For the better part of the last 2 decades, my practice was focused on caring for cancer patients – an experience that has clearly influenced my appreciation of this text. For me, this book would have been very valuable. For the general practicing naturopathic physician who does not work with cancer patients exclusively, I think the book will prove to be even more useful. No one expects you to know everything about this increasingly complex specialty. It provides the important information you will need to know from time to time, and it provides it concisely and accurately so that you can do your best for these people. 

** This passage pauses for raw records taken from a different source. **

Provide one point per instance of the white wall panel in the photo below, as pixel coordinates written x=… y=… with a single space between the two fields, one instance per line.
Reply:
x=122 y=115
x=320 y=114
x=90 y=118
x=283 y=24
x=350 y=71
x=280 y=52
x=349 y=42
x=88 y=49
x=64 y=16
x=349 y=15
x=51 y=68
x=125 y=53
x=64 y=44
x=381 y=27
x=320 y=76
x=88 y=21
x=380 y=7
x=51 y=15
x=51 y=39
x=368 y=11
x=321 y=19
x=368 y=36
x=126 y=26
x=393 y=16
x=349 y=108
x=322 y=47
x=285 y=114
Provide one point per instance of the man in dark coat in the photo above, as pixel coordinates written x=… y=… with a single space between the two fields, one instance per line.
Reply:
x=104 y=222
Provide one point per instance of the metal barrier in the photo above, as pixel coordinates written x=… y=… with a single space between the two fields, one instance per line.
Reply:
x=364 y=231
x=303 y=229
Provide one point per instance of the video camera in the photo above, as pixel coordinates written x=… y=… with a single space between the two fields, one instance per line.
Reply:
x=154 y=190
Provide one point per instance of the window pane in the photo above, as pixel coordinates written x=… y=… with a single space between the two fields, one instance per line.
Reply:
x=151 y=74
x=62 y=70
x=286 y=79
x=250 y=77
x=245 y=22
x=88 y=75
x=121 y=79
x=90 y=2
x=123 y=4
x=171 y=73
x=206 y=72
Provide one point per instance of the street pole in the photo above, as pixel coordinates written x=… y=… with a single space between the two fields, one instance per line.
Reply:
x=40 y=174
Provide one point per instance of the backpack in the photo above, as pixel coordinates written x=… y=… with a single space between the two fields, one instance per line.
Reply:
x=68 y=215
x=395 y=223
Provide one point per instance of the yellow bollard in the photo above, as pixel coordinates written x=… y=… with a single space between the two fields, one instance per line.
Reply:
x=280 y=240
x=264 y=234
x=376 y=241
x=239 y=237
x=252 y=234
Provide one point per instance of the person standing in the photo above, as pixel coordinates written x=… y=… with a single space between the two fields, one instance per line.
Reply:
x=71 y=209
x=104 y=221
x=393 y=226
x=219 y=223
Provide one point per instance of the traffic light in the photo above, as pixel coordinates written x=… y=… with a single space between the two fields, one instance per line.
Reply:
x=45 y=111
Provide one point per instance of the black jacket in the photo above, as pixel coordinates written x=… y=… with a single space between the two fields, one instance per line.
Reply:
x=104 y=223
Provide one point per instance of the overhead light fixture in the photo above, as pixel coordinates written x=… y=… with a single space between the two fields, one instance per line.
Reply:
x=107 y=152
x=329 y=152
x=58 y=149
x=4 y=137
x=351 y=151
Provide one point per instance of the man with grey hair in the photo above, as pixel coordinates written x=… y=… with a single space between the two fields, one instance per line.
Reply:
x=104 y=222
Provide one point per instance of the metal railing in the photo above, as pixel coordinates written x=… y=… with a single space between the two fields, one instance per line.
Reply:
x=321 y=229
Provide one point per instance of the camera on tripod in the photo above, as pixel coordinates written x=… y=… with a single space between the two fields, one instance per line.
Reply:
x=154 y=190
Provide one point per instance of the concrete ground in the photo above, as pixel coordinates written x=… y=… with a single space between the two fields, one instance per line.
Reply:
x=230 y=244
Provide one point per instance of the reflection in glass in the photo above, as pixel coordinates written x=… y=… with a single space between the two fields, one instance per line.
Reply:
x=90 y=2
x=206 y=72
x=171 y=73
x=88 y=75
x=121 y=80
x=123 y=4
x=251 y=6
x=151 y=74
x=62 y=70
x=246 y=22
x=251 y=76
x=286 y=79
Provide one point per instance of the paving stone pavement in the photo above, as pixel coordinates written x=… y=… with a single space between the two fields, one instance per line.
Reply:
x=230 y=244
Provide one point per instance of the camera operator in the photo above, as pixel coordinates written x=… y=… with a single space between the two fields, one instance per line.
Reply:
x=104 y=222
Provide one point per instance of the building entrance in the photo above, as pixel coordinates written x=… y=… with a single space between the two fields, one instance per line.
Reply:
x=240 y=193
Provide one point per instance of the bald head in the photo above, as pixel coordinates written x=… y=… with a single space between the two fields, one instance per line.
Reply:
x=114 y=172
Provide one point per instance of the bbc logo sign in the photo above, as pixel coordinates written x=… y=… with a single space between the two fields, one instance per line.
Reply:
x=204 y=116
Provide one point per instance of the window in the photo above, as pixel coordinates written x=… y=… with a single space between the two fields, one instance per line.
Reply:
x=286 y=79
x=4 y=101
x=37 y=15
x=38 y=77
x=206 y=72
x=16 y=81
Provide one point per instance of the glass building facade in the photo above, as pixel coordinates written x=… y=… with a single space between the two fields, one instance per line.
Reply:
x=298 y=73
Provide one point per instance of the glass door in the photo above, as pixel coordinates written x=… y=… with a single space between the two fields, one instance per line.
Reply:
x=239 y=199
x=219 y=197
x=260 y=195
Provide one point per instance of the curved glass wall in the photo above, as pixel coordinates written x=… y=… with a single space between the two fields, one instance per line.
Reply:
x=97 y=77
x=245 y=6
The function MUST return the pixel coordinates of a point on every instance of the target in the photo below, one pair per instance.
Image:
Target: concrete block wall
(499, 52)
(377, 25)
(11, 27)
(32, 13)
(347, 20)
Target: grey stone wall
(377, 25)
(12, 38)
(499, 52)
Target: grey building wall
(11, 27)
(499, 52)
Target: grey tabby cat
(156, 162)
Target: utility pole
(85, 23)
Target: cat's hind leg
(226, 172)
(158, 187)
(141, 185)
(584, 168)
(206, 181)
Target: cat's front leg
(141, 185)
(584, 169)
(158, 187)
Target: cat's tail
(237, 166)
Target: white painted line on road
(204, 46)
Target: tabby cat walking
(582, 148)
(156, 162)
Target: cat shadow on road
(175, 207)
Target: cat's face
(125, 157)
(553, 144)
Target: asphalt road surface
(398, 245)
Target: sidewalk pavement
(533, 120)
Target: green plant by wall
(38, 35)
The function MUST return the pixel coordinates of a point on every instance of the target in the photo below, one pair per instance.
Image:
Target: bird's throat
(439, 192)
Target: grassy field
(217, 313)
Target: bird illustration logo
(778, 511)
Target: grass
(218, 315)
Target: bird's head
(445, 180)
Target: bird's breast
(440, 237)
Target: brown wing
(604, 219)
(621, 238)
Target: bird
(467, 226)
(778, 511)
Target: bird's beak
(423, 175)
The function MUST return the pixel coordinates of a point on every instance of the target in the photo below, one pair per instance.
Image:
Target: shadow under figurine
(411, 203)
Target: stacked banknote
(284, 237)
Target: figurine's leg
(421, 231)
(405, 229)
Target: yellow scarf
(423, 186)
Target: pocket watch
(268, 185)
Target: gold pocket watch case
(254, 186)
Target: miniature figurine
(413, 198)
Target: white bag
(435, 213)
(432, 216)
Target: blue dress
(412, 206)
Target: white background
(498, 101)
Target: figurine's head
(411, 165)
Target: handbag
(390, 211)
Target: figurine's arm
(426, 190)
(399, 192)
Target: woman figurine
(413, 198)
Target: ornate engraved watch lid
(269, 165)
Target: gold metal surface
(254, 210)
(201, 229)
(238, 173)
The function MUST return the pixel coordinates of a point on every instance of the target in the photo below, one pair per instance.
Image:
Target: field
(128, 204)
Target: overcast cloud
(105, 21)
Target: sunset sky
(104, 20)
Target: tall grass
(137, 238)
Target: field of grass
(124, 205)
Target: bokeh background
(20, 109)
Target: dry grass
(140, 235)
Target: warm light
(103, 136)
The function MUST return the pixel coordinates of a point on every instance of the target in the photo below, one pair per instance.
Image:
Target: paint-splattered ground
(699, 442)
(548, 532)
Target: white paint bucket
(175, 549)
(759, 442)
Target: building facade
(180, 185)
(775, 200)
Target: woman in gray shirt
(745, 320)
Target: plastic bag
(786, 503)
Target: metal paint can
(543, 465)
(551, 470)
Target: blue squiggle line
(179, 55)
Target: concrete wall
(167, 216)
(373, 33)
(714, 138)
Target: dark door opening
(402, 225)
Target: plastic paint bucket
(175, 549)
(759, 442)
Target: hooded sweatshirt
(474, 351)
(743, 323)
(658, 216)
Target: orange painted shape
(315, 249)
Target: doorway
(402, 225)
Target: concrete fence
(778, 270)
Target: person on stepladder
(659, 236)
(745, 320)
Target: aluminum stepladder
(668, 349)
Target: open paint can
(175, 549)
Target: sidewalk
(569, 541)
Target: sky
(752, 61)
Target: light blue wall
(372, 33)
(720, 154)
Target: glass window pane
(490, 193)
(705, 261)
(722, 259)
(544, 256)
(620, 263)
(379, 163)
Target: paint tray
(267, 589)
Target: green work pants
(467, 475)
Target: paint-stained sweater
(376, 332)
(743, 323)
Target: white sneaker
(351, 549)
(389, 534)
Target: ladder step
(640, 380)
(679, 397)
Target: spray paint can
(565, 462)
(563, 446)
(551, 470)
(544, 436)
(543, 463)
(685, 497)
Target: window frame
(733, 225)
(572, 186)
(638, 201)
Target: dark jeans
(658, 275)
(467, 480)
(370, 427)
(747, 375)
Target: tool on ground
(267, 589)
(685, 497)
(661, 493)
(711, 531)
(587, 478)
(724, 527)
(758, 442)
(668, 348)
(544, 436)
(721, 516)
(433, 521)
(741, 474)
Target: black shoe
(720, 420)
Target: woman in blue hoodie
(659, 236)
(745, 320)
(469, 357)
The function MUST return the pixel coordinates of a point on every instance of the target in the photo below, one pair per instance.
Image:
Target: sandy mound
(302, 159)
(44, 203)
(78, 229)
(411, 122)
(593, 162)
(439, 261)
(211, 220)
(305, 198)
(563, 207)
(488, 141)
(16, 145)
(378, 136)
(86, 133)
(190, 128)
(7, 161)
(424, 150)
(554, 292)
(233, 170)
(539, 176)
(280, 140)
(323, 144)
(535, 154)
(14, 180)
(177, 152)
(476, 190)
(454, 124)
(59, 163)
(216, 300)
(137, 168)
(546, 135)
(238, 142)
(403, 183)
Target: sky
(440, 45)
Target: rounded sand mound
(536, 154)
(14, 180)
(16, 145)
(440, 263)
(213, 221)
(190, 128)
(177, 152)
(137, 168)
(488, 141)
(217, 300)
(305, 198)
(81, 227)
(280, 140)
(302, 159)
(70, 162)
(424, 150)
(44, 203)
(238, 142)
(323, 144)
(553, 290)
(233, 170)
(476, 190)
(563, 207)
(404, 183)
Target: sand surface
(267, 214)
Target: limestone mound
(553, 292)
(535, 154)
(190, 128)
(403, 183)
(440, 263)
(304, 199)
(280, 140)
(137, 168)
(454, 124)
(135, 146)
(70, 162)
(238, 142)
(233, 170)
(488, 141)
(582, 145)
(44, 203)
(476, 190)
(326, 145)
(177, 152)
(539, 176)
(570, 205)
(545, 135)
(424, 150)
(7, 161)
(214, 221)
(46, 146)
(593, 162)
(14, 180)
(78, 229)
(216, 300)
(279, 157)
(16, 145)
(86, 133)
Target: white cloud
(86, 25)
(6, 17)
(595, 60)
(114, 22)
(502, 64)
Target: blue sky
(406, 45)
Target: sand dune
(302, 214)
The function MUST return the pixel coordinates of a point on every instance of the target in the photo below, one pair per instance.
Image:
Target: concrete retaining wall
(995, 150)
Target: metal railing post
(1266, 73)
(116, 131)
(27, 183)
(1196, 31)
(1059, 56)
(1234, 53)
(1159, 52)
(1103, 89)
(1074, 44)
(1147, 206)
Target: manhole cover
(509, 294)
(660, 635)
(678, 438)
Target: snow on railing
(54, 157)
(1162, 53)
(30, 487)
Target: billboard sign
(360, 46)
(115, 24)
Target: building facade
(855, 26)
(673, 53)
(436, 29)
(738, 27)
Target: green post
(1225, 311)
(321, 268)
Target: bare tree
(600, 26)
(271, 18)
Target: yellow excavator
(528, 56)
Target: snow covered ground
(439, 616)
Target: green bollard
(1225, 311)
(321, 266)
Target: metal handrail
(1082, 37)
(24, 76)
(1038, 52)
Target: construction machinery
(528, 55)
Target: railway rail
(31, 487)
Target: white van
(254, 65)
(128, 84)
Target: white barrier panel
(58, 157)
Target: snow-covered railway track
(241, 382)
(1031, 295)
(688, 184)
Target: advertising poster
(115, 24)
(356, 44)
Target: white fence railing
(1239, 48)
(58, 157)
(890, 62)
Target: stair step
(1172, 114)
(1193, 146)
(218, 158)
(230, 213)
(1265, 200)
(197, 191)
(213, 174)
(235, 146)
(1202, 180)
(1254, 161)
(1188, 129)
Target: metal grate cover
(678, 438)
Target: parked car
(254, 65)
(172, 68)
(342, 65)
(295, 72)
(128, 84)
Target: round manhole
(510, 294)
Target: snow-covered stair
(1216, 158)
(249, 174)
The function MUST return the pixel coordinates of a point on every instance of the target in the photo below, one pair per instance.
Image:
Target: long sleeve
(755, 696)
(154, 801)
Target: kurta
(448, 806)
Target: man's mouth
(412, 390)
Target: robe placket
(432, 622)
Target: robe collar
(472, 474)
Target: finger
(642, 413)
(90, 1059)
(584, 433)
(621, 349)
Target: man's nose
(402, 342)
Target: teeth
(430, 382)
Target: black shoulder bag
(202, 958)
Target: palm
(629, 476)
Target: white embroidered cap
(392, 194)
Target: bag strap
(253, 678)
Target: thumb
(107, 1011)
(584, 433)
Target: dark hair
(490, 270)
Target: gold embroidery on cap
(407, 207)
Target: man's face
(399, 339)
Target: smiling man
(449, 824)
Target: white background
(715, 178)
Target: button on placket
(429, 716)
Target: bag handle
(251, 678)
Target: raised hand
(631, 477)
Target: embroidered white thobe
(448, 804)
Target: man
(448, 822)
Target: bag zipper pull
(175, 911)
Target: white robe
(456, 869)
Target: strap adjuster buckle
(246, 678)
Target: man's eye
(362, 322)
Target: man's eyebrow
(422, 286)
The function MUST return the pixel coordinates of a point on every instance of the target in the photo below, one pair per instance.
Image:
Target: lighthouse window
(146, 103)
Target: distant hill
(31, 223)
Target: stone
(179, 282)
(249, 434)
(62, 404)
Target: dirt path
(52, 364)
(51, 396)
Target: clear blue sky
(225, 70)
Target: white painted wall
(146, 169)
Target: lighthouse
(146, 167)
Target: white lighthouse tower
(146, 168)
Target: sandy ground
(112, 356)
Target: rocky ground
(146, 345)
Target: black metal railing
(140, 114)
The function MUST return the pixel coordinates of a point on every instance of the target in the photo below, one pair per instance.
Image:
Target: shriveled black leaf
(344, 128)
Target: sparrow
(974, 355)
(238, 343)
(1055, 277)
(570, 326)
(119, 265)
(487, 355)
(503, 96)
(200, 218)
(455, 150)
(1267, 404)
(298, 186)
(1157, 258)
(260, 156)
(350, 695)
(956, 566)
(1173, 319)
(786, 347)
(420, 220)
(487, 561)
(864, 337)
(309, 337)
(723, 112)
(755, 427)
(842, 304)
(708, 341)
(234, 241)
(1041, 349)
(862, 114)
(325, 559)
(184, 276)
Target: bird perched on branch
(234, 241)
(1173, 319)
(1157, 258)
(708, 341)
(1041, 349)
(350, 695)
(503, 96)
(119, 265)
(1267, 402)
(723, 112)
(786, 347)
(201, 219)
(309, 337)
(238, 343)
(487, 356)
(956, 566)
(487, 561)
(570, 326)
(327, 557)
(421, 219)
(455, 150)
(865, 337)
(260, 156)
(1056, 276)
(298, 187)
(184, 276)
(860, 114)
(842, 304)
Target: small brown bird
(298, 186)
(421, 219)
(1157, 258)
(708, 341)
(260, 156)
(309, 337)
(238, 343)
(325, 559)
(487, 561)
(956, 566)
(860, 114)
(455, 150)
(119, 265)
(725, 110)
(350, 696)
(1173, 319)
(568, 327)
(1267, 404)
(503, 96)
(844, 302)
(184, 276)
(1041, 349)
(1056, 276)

This book is an achievement, and is now the most complete resource available to naturopathic physicians who wish to further their understanding of how to care for cancer patients. I think it will be one of those books that is awarded space on your desktop, as it will be one that you reach for most often. Without a doubt, this textbook is the most up to date and best overall resource we have on the subject of naturopathic oncology.   


  • Title: Textbook of Naturopathic Oncology: A Desktop Guide of Integrative Cancer Care 
  • Author: Parmar Gurdev, ND, FABNO; and Tina Kaczor, ND, FABNO 
  • Publisher: Medicatrix Holdings Ltd 
  • Available from: Medicatrix Holdings Ltd 
  • Pages: 540 
  • Style: Hardcover, eBook 
  • Copyright: 2020 
  • MSRP: $195.95 Hardcover; $155.95 eBook; $325.95 eBook & Hardcover 


  1. Lamson DW, Brignall MS. Antioxidants in cancer therapy; their actions and interactions with oncologic therapies. Altern Med Rev. 1999;4(5):304-329. 
  2. Lamson DW, Brignall MS. Antioxidants and cancer therapy II: quick reference guide. Altern Med Rev. 2000;5(2):152-163. 
  3. Khan A, Andrews D, Shainhouse J, Blackburn AC. Long-term stabilization of metastatic melanoma with sodium dichloroacetate. World J Clin Oncol. 2017;8(4):371-377.  
  4. Berger TG, Dieckmann D, Efferth T, et al. Artesunate in the treatment of metastatic uveal melanoma–first experiences. Oncol Rep. 2005;14(6):1599-1603.  
  5. Overgaard J, Gonzalez D, Hulshof MC, et al. Hyperthermia as an adjuvant to radiation therapy of recurrent or metastatic malignant melanoma. A multicentre randomized trial by the European Society for Hyperthermic Oncology. Int J Hyperthermia. 1996;12(1):3-20. 
  6. Rogalska A, Bukowska B, Marczak A. Metformin and epothilone A treatment up regulate pro-apoptotic PARP-1, Casp-3 and H2AX genes and decrease of AKT kinase level to control cell death of human hepatocellular carcinoma and ovary adenocarcinoma cells. Toxicol In Vitro. 2018;47:48-62. 
  7. Shi J, Liu B, Wang H, et al. Association of metformin use with ovarian cancer incidence and prognosis: a systematic review and meta-analysis. Int J Gynecol Cancer. 2019;29(1):140-146.